In the late afternoon of April 31, 1955, Clarence Ritter, Otto Jost, Juan Lozano and Esau Bernal left Sonora in an automobile owned by Clarence Ritter for the purpose of making a social journey to Villa Cuna, Mexico. This city is located immediately across the Rio Grande River from Del Rio. Ritter and Jost occupied the front seat of the automobile and Lo-zano and Bernal occupied the back seat. Bernal was on the left side behind the driver and Lozano was on the right side. The trip was over highway 277 which runs from Sonora to Del Rio and is described as being “a reworked * * * nice road” for the first few miles and then as “an old hump, ridgeback road” with many curves in it, some of which were sharp curves with highway markers warning the miles per hour to be driven. After the parties had traveled some eighteen miles from Sonora the automobile was stopped and the parties got out for a few minutes. When the journey was resumed Jost was the driver with Ritter on the front seat beside him and Bernal and Lozano were on the back seat in the same positions they had formerly occupied. Jost began driving 65 miles per hour and when he had gone about half of the distance to Del Rio he ran off the highway at a curve. Lozano warned Jost to slow down and asked that he be permitted to drive. So far as the record discloses Bernal did not say anything. A second stop was made and the parties, except Ritter who said he was asleep, got out of the automobile. After the stop the parties got back in the automobile, resumed their prior positions (Jost driving) and continued their journey. At this time it was dark and it appears that Lozano asked that he be permitted to drive and cautioned or warned Jost to slow down. Jost drove at 65 or 70 miles per hour. There was no further incident until the parties were about 16 miles from Del Rio. At this point there is a sharp curve and a highway marker saying 45 miles per hour. Lozano saw the lights of a vehicle approaching from the opposite direction and warned Jost to slow down. The warning was not heeded and as- Jost drove around this curve the automobile collided with a truck, coming from the opposite direction, with the result that Ber-nal and Jost were instantly killed.

Ritter, Jost and Lozano were each well acquainted with the highway and each had traveled over it many times. Ritter and Jost had agreed that Ritter would buy the gasoline for the trip going down and Jost would buy it for the trip back. Lozano and Bernal were invited to go on the trip but so far as the record discloses they made no contribution and none was made to them for going. The parties were friends and were making “a journey for social purposes.”

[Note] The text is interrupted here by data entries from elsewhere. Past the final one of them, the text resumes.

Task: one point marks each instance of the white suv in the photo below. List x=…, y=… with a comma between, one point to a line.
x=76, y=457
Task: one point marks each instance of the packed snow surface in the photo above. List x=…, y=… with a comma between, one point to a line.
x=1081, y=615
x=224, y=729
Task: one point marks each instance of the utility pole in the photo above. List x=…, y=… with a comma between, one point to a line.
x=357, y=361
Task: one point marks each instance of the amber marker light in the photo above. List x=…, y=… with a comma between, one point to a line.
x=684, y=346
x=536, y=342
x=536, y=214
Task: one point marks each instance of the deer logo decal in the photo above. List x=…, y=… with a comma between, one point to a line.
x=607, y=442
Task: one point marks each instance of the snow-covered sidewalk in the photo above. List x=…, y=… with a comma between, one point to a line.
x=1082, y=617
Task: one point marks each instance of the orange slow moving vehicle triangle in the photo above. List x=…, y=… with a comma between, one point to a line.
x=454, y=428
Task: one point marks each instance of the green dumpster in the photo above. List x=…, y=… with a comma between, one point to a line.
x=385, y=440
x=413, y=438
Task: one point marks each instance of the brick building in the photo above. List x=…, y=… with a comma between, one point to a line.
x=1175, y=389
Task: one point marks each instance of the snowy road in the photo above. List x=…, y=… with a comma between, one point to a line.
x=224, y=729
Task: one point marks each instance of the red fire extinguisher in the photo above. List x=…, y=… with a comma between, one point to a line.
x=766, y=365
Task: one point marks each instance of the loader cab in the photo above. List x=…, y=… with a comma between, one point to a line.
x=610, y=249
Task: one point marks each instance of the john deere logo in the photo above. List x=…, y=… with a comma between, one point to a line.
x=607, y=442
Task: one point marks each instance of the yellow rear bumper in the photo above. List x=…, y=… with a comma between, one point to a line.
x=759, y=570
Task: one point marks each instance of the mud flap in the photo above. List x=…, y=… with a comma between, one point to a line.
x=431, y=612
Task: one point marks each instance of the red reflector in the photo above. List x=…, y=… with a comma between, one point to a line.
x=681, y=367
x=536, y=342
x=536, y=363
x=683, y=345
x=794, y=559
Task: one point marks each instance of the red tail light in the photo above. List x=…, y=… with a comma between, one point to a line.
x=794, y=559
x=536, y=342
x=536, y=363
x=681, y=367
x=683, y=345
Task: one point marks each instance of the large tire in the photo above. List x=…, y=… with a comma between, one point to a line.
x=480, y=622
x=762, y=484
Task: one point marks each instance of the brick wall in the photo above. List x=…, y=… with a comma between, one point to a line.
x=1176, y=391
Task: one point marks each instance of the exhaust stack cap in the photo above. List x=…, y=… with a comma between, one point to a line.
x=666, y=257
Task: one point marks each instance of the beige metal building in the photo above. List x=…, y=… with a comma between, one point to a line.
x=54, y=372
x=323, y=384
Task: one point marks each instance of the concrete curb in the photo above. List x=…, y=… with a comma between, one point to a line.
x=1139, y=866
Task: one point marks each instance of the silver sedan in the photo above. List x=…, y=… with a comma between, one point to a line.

In answer to special issues submitted with appropriate instructions and definitions the jury found that: Jost operated the automobile at a high and dangerous rate of speed under the existing facts and circumstances; that Jost failed to have the automobile under proper control; that Jost failed to keep a proper lookout; that Lozano warned Jost to slow down for the curve; that Jost failed to heed Lozano’s warning; that Jost failed to reduce the speed of the automobile sufficiently to make the curve with safety, and that each of the acts of Jost was gross negligence and a proximate cause of the collision. The jury also found that: the collision was not the result of an unavoidable accident; Jost was not acting under an emergency; prior to the collision the automobile was stopped; prior to the stop Lozano warned Jost to slow down; and that when the automobile was stopped Bernal in the exercise of ordinary care did not know that Lozano had warned Jost to slow down. Issue 23 and its answer is:

“Do you find from a preponderance of the evidence that Esau Bernal at the five minute stop inquired about in special issue 21, if there was such ⅜ [506]*506stop, left the automobile, or could in the exercise of ordinary care have left the automobile during such stop, if any? Answer Yes or No.
“Answer: yes.”

(Regardless of the purpose of issue 23, there is no dispute in the evidence that Bernal got out of the automobile at the second stop and that he re-entered it for the purpose of continuing on the journey.)

The jury assessed the damages and on the verdict a judgment for appellees was rendered.

Appellants’ six points are to the effect that the trial court erred: in denying their motion for an instructed verdict and their motion for judgment; in rendering judgment for appellees because, Bernal was guilty of contributory negligence as a matter of law, recovery by appellees is barred under the doctrine of voluntary exposure to risk or volenti non fit injuria, and there is no evidence, and insufficient evidence to establish gross negligence on the part of Jost; in rendering judgment against Rit-ter because there is no finding of agency or joint enterprise sufficient to charge him with the conduct of Jost and there was no such agency or joint enterprise as a matter of law, and in rendering judgment against Mrs. Seitt because, as the judgment itself recites, there was no non-exempt property in her hands left by her deceased husband Jost. .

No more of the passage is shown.